Specifies the interface to the Write Ahead Logging (WAL) system.

Introduction

The Write Ahead Log plays a crucial role in a DBMS. It provides the basis for recoverability. It is also a critical part of the system that has a massive impact on performance of an OLTP system.

Conceptually, the Log can be thought of as an ever growing sequential file. In the form of Log Records, the Log contains a history of all changes made to the database. Each Log Record is uniquely identified by a number called the Log Sequence Number (LSN). The LSN is designed in such a way that given an LSN, the system can locate the corresponding Log Record quickly. LSNs are assigned in strict ascending order (monotonicity). This is an important property when it comes to recovery.

During the progress of a Transaction, the a DBMS records in the Log all the changes made by the transaction. The Log records can be used to recover the system if there is a failure, or they can be used to undo the changes made by a transaction.

Initially, Log Records are stored in memory. They are flushed to disk during transaction commits, and also during checkpoints. In the event of a crash, it is possible to lose the log records that were not flushed to disk. This does not cause a problem, however, because by definition these log records must correspond to changes made by incomplete transactions. Also, the WAL protocol (described below) ensures that such Log records do contain changes that have already been persisted within the database.

Write Ahead Log (WAL) Protocol

The WAL protocol requires the following conditions to hold true:

  1. All changes made by a transaction must be saved to the Log and the Log must be flushed to disk before the transaction is committed.
  2. A database buffer page may not be modified until its modifications have been logged. A buffer page may not be saved to disk until all its associated log records have been saved to disk.
  3. While the buffer page is being modified and the Log is being updated, an Exclusive latch (a type of fast lock) must be held on the page to ensure that order in which changes are recorded in the Log correspond to the order in which they were made.

Consequences of above rules are:

  1. If a Log Record was not saved to disk, it can be safely ignored, because any changes contained in it are guaranteed to belong to uncommitted transactions. Also, such Log Records cannot represent changes that have been made persistent in the database.
  2. Log records represent changes to the system in the correct order. The latching protocol ensures that if two Log records represent changes to the same Page, then the ordering of these records reflects the order in which the changes were made to the page.

Advantages of WAL

Typically, in an OLTP system, updates tend to be random and can affect different parts of the disk at a point in time. In comparison, writes to the Log are always sequential. If it were necessary to flush all changes made by the DBMS to disk at commit time, it would have a massive impact on performance because of the randomness of the disk writes. However, in a WAL system, only the Log needs to be flushed to disk at Commit. Thus, the Log has the effect of transforming random writes into serial writes, thereby improving performance significantly.

Design Issues

There are several design decisions that must be made when implementing a Write Ahead Log.

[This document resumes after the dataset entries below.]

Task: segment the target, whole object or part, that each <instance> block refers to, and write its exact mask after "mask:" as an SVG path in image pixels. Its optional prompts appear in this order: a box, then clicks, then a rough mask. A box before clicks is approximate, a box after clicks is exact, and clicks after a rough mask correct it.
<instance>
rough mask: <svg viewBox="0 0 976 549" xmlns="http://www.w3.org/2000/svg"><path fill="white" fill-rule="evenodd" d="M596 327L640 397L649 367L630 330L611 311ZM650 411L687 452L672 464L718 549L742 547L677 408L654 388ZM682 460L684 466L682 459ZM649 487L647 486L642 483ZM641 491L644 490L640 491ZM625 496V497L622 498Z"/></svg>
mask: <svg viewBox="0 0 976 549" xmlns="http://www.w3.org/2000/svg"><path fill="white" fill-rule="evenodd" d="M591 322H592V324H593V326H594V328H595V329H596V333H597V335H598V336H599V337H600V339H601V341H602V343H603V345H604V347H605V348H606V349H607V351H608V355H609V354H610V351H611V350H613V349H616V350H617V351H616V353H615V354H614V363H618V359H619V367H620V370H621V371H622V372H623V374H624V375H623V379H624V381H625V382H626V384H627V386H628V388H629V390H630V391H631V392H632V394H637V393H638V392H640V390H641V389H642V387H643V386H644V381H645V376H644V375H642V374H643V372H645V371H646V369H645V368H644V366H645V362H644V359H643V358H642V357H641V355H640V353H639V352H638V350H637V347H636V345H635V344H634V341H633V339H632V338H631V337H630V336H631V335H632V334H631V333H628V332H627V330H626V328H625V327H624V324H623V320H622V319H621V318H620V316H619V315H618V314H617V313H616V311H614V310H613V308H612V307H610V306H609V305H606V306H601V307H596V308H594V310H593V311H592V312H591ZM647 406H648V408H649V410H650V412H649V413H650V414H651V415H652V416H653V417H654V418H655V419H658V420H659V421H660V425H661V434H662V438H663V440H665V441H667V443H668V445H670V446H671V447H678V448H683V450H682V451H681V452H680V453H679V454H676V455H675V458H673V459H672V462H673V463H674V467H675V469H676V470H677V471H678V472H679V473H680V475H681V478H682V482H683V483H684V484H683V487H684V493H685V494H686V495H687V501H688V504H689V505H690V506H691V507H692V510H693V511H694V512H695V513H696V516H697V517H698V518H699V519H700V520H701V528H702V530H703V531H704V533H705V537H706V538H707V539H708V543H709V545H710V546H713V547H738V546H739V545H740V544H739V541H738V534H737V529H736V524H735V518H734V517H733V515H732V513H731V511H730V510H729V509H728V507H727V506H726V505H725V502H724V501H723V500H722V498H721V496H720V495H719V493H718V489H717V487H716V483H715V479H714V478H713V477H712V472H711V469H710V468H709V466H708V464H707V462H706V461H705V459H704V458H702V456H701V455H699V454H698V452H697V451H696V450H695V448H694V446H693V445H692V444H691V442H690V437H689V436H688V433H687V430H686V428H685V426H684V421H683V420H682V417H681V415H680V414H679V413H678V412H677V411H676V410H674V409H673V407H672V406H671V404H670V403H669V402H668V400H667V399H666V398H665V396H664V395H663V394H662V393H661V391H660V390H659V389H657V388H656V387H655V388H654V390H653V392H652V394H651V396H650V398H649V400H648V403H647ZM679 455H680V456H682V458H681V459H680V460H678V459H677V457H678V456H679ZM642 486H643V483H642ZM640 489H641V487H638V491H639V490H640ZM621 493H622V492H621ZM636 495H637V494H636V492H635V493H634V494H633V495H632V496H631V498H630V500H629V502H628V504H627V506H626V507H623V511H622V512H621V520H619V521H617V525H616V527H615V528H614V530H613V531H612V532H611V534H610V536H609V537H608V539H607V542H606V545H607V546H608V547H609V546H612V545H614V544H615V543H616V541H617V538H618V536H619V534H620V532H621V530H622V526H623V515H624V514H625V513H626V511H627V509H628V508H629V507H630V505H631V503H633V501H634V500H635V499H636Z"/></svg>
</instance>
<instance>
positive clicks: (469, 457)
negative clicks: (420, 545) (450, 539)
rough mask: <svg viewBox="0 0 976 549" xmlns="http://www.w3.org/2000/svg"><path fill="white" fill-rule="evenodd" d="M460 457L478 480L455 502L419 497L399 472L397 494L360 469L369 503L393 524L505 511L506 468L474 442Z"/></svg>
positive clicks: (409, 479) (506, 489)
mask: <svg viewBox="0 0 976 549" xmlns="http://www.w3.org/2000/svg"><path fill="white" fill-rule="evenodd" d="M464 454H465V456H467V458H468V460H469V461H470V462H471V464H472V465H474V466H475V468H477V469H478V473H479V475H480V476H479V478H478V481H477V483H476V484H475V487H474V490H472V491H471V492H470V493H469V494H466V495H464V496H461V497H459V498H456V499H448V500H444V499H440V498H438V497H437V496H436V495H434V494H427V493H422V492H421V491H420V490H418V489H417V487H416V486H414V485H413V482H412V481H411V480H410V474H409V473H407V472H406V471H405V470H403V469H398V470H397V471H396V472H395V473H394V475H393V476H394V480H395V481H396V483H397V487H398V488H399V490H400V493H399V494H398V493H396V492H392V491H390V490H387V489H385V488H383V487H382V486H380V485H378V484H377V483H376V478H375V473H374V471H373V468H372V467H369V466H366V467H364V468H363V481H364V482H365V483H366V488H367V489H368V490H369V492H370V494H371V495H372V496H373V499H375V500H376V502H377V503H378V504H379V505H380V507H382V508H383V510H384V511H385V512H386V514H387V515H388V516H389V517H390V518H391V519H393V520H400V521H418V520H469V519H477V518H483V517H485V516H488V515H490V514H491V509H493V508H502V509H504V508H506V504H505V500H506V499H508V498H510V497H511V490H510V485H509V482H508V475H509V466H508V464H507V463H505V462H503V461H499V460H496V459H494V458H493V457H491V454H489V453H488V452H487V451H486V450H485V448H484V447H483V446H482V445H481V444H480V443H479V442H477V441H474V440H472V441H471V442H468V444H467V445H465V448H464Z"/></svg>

  1. Should the Log Manager share the page buffering system used by the DBMS to manage IO to data files? The database page buffering system usually operates for fixed size pages, whereas log records are typically variable length. Using a page buffering system would require mapping of log records to pages. There is also the chicken and egg problem. Changes made to disk pages are supposed to be logged in the write ahead log. Having the log system depend on the page buffer system would introduces a cyclical dependency, which is best to avoid. Last, but not the least, log systems usually require very high io performance, and can take advantage of the fact that log writes are always sequential. A custom algorithm for handling log writes is likely to achieve better performance than the more generic solution in page buffering systems.
  2. Should Log Records be allowed to span multiple log files? It is easier to keep things simple and insist that the largest of log records must fit into an individual log file. Clients that require larger log records can always split them into multiple records.
  3. Should log files be allocated as and when needed? There is often a middle ground; a fixed set of online log files can be permanently allocated. Having a fixed set of online log files makes the system more reliable, because there is no need to allocate a file when writing to the Log. New files can be allocated when archiving log files. This ensures that even if the log archival fails, the main log files will remain intact.
  4. What is the level of concurrency that should be supported in the log system? Using fine-grained locking increases the complexity of the code enormously, but should result in greater scalability. Concurrency solution can take advantage of the fact that log writes always occur at the end of the log.